Test-optional doesn't mean test-blind or test-neutral. At most test-optional schools, submitting a strong test score still helps your application — and declining to submit may put you at a subtle disadvantage.
The Core Decision Rule
A widely-used guideline: if your score is at or above the 50th percentile of admitted students at that school, submit it. If it's significantly below the 25th percentile, consider withholding it. You can find the middle 50% SAT/ACT range for admitted students in each school's Common Data Set (search '[college name] Common Data Set').
Why Submitting Helps When Your Score Is Strong
Even at test-optional schools, the majority of admitted students at selective colleges submit scores. At many top test-optional schools, 70–80% of admitted students in recent cycles submitted SAT or ACT scores. When almost everyone submits, not submitting can signal a score you don't want to share — which admissions officers notice.
Why You Might Withhold
If your score is significantly below the school's 25th percentile, submitting may raise questions about your academic readiness.
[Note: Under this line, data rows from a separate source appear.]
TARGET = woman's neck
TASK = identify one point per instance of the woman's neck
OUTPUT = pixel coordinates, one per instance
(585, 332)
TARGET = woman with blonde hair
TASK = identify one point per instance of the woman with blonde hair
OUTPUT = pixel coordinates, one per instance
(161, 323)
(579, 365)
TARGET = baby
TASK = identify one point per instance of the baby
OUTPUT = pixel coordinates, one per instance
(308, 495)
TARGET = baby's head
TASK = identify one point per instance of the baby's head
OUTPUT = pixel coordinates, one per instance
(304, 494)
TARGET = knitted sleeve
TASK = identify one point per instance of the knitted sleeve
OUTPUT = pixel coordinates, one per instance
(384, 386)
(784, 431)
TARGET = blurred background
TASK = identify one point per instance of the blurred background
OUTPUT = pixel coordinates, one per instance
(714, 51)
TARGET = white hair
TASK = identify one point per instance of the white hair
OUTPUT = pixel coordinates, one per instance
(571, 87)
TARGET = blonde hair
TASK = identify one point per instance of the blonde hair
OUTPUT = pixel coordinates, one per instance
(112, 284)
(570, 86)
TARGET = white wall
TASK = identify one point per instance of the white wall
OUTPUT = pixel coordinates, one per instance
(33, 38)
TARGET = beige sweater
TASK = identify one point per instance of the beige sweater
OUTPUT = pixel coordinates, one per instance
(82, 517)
In this case, your GPA, coursework rigor, and other factors should carry the application.
Merit Scholarship Consideration
Many test-optional schools still use standardized test scores to award merit scholarships — even if they don't require them for admissions. If merit aid is important to your family, check whether the school uses scores for scholarship consideration before deciding to withhold.
The Trend Toward Test-Required
As of 2025–2026, many elite universities have reinstated testing requirements — Harvard, Yale, MIT, Stanford, Dartmouth, Brown, Cornell, UPenn, Johns Hopkins, and others. The trend toward test-optional is reversing at the most selective schools, making test preparation more important than ever.